The sine qua non in both SOD2-OX and mCAT TGs was prevention of AZT-induced CM. However, the observed pathophysiological events may have resulted from different mechanisms. In the failing myocardium, superoxide inactivates aconitase by oxidizing the 4Fe4S cluster making it unstable, thereby resulting in Fe release.53 The liberated Fe then reacts with H2O2 to produce hydroxyl radical, a reactive species that may be the ultimate causative agent.
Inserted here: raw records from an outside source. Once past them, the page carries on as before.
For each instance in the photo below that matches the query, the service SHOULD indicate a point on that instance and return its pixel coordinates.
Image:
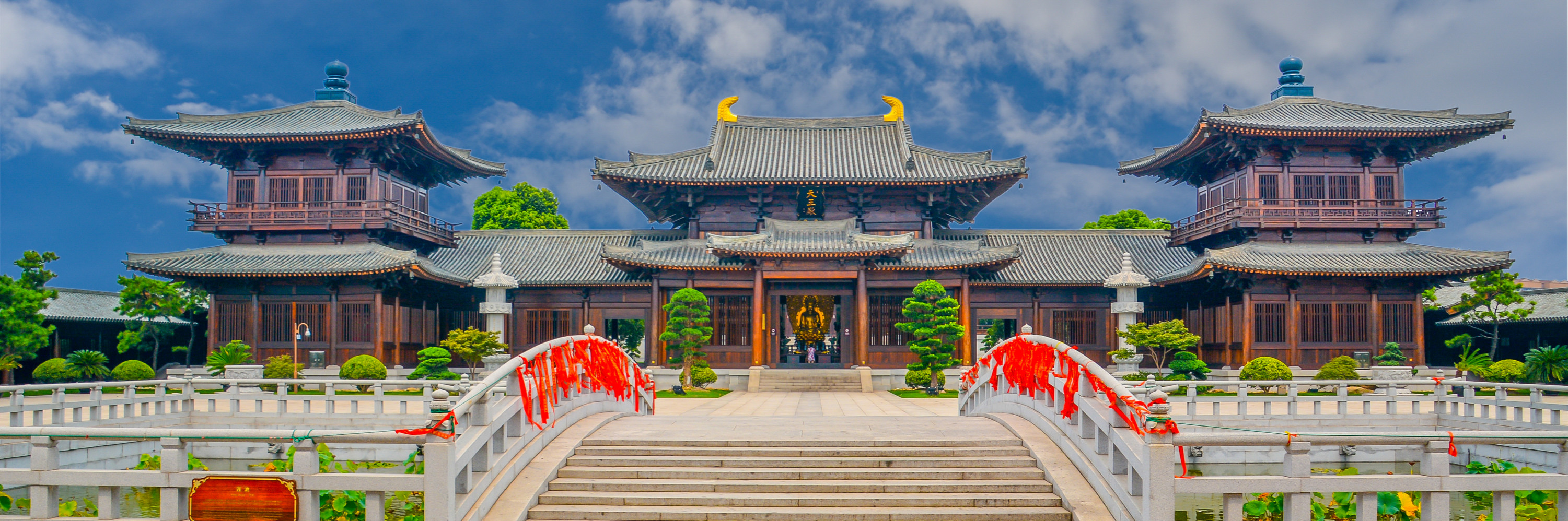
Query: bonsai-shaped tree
(22, 330)
(1391, 356)
(1188, 366)
(934, 327)
(88, 363)
(1547, 363)
(687, 330)
(433, 365)
(1161, 338)
(1493, 298)
(1341, 368)
(472, 346)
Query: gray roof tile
(87, 305)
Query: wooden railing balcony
(325, 215)
(1310, 214)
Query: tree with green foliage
(518, 209)
(1128, 220)
(54, 371)
(154, 305)
(687, 329)
(433, 365)
(1161, 338)
(231, 354)
(1493, 298)
(1341, 368)
(88, 363)
(1188, 365)
(132, 370)
(472, 346)
(934, 326)
(22, 330)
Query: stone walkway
(808, 404)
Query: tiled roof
(1076, 257)
(1299, 116)
(87, 305)
(291, 260)
(549, 257)
(796, 151)
(1316, 259)
(303, 123)
(1551, 305)
(810, 239)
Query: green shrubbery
(54, 371)
(433, 365)
(1341, 368)
(921, 379)
(132, 370)
(1506, 371)
(1266, 368)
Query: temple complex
(807, 235)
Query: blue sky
(546, 87)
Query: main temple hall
(808, 232)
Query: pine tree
(934, 327)
(687, 329)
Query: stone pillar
(1126, 282)
(496, 309)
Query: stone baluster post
(496, 309)
(1126, 282)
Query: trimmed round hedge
(132, 370)
(1266, 368)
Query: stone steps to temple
(813, 479)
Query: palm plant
(1547, 363)
(90, 365)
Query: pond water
(143, 501)
(1210, 507)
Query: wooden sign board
(223, 498)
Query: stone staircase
(800, 479)
(810, 381)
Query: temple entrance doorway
(811, 330)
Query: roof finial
(1291, 79)
(336, 84)
(723, 109)
(898, 109)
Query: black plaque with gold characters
(810, 204)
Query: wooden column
(967, 319)
(656, 349)
(1247, 329)
(759, 327)
(1293, 329)
(863, 319)
(380, 327)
Some studies have shown that reduction in hydroxyl radical formation can reduce or attenuate myocardial damage.11, 54 Thus, increasing either SOD or catalase activity in mitochondria should protect against such changes and thereby prevent or attenuate CM. Increased SOD2 or catalase activity here was sufficient to prevent AZT-induced CM. It is reasonable to consider that the prevention of production or accumulation of O2 or H2O2 intramitochondrially may be an important therapeutic approach. Mitochondrial glutathione peroxidase and peroxiredoxins are antioxidant systems that are also capable of eliminating H2O2 from cardiac mitochondria.
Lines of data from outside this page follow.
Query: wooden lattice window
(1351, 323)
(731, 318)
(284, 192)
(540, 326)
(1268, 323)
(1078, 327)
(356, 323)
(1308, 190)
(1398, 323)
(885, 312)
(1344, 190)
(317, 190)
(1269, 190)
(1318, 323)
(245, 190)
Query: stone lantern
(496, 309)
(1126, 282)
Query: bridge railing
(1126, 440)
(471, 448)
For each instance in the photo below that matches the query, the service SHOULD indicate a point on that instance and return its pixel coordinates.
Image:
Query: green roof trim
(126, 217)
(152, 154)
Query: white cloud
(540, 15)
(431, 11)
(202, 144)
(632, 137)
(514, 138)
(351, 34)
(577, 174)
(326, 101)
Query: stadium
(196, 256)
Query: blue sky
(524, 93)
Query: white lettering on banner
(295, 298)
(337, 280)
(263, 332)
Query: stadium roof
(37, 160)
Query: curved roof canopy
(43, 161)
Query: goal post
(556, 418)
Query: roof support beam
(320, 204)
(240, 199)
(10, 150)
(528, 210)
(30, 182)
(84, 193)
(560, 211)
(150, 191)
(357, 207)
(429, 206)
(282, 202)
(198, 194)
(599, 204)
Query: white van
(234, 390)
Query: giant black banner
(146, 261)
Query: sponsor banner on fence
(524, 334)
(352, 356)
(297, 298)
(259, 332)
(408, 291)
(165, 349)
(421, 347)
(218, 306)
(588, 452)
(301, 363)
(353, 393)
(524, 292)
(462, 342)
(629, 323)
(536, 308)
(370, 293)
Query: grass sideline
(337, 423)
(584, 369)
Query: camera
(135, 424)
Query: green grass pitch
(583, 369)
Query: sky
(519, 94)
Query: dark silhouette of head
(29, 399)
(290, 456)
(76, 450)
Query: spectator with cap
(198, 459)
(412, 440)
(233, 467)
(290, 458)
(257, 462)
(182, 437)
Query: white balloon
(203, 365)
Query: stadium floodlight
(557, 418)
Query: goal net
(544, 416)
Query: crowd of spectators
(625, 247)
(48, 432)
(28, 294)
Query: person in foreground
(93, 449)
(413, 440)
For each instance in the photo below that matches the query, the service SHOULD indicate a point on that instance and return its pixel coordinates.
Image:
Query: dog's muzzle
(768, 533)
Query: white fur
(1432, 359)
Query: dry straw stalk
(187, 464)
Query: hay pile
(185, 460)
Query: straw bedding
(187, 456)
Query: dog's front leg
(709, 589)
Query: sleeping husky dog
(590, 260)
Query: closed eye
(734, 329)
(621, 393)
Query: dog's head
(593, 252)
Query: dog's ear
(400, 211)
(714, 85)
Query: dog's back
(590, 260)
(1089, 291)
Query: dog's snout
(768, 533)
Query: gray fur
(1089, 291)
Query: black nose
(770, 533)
The relationship between SOD enzyme activity and production of H2O2 remains somewhat controversial.55, 56 A widely accepted paradigm proposed by Fridovich56 states that an increase in enzyme alone is insufficient to yield increased product. The dismutation reaction is dependent stoichiometrically on the substrate concentration (ie, O2), and transgenic overexpression of the SOD2 does not impact substrate concentration. In support of Fridovich's thesis, results from studies here with SOD2-OX TGs, showed that overexpression of SOD2 did not increase H2O2 production.
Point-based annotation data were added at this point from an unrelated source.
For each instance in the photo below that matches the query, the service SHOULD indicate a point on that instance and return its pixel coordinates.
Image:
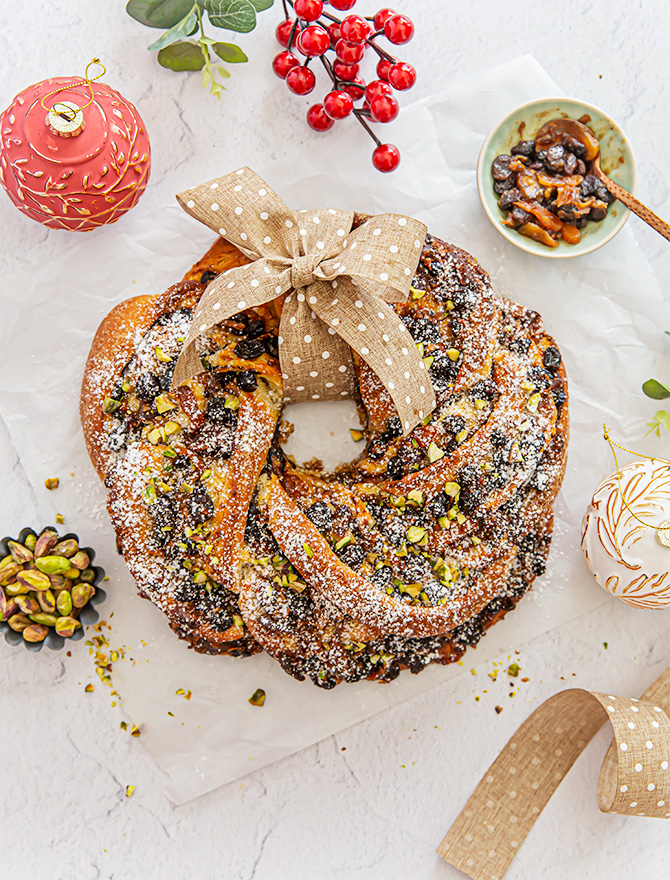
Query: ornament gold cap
(65, 119)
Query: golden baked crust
(401, 558)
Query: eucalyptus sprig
(658, 391)
(180, 49)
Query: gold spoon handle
(636, 206)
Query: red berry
(334, 31)
(317, 118)
(386, 157)
(377, 88)
(308, 10)
(402, 76)
(382, 15)
(313, 40)
(345, 71)
(356, 88)
(283, 31)
(384, 108)
(383, 67)
(398, 29)
(338, 104)
(284, 62)
(355, 29)
(300, 80)
(350, 53)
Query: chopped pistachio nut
(109, 405)
(415, 534)
(344, 542)
(434, 452)
(163, 404)
(258, 697)
(415, 498)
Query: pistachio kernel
(35, 632)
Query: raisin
(250, 349)
(551, 358)
(255, 328)
(247, 381)
(500, 168)
(220, 414)
(148, 387)
(394, 468)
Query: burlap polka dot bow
(337, 281)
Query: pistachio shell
(68, 548)
(19, 622)
(81, 560)
(47, 601)
(81, 593)
(53, 564)
(34, 580)
(8, 573)
(19, 553)
(44, 619)
(64, 603)
(35, 632)
(65, 626)
(45, 543)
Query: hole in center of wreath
(322, 431)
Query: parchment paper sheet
(604, 309)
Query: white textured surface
(374, 801)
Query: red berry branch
(313, 33)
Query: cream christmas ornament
(626, 534)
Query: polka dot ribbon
(338, 283)
(634, 778)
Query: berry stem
(378, 49)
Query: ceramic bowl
(87, 616)
(617, 161)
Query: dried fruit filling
(546, 193)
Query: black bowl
(88, 614)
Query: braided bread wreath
(399, 559)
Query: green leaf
(183, 55)
(184, 28)
(230, 53)
(158, 13)
(235, 15)
(655, 389)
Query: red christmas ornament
(74, 153)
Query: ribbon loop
(342, 278)
(302, 271)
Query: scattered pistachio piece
(258, 697)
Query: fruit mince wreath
(399, 559)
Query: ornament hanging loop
(65, 110)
In summary, AZT increased abundance of H2O2 in cardiac mitochondria and concomitantly decreased myocardial aconitase activity. Pathologically, myocytolysis that occurred along with mitochondrial ultrastructural defects from AZT were amplified in SOD2+/− KOs. CM was reversed or attenuated in SOD2-OX and mCAT TGs. Through the use of genetically engineered mice, H2O2 and oxidative stress from AZT were linked mechanistically to mitochondrial CM. It may be reasonable to consider antioxidant therapy for AZT CM or other forms of mitochondrial CM on reducing the abundance of H2O2 in mitochondria.